You can check out and download the various font weights and styles in both OTF and TTF formats from Adobe. There's a PDF glyph sample available as well. Both Adobe Typekit and Google Web Fonts are serving up hosted copies, if you'd like an easy way to use Source Sans Pro on your website.

Source Sans Pro makes a nice headline font on the web, with a nod to classic News Gothic headline fonts of the early 20th century.

Adobe typeface designer Paul D. Hunt created Source Sans Pro. "I was drawn to the forms of the American Type Founders’ gothics designed by Morris Fuller Benton.... I have always been impressed by the forms of his News Gothic and Franklin Gothic," writes Hunt on the Adobe Type Blog.

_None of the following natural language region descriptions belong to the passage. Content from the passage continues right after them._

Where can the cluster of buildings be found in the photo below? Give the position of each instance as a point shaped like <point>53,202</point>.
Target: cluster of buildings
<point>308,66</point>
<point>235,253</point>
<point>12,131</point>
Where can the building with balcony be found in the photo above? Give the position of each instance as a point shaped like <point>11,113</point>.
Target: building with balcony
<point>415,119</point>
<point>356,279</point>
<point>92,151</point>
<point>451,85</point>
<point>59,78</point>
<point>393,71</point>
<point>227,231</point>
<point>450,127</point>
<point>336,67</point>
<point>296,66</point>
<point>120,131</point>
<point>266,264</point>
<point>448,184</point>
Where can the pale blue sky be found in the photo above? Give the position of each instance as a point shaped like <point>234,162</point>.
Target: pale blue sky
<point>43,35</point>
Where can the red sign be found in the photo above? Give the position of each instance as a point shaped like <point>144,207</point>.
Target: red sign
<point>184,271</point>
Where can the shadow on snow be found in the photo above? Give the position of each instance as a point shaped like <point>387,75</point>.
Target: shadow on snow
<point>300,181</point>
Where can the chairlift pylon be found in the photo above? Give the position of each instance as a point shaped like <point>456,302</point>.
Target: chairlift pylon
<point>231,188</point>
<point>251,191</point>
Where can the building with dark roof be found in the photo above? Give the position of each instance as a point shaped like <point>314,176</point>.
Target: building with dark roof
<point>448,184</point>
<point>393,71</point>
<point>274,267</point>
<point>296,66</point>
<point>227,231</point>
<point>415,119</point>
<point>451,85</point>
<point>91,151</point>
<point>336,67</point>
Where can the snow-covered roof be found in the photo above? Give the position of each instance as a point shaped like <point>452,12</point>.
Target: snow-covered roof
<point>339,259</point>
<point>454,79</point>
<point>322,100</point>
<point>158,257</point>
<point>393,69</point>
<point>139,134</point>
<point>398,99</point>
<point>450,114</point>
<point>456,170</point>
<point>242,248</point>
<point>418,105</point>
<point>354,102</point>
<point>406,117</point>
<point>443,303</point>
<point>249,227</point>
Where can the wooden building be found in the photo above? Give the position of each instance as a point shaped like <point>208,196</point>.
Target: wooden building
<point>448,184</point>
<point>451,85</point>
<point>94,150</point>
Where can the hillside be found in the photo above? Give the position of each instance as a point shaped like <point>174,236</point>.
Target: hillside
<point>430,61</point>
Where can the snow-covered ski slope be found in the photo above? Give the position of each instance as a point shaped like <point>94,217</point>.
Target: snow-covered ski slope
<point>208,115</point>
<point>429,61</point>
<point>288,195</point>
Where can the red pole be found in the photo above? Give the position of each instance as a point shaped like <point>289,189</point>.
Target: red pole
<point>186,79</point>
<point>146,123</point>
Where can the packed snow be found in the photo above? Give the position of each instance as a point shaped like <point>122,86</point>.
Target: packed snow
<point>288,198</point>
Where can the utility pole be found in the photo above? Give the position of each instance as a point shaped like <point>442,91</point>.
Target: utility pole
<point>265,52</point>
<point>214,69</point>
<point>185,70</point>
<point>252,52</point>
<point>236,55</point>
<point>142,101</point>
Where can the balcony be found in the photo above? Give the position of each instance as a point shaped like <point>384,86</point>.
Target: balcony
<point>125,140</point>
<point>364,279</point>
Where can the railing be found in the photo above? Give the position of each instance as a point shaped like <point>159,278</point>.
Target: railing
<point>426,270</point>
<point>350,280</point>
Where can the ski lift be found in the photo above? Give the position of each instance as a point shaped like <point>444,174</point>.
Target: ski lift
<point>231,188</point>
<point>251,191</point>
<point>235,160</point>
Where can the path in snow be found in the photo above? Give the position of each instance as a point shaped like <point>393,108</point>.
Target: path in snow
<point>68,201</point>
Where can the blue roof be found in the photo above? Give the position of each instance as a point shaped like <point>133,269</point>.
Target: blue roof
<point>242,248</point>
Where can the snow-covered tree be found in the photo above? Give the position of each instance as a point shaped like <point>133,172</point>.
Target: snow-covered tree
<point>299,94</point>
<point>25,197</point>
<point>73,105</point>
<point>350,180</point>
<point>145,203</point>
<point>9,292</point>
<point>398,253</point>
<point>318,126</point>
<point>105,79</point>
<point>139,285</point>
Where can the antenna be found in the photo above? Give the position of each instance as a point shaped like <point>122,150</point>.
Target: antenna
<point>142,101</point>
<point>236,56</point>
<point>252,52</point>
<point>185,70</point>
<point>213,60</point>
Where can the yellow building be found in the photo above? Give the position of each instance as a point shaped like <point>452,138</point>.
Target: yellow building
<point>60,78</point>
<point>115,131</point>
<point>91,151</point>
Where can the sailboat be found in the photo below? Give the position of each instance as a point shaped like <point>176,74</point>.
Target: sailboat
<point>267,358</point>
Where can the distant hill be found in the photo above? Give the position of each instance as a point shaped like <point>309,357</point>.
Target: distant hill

The goal behind Source Sans Pro was to create a font that's "both legible in short UI labels, as well as being comfortable to read in longer passages of text on screen and in print."

Adobe's plan is to use the new font in its open source applications, and indeed Source Sans Pro is already part of the WebKit-based code editor, Brackets. An earlier incarnation was used in the Strobe Media Playback framework. (in Strobe, Source Sans Pro is known as Playback Sans).

In addition to the font itself, Adobe is releasing the underlying source materials so that anyone who'd like to can modify Source Sans Pro to suit their whims. Source Sans Pro is available under the OSI-approved SIL Open Font License.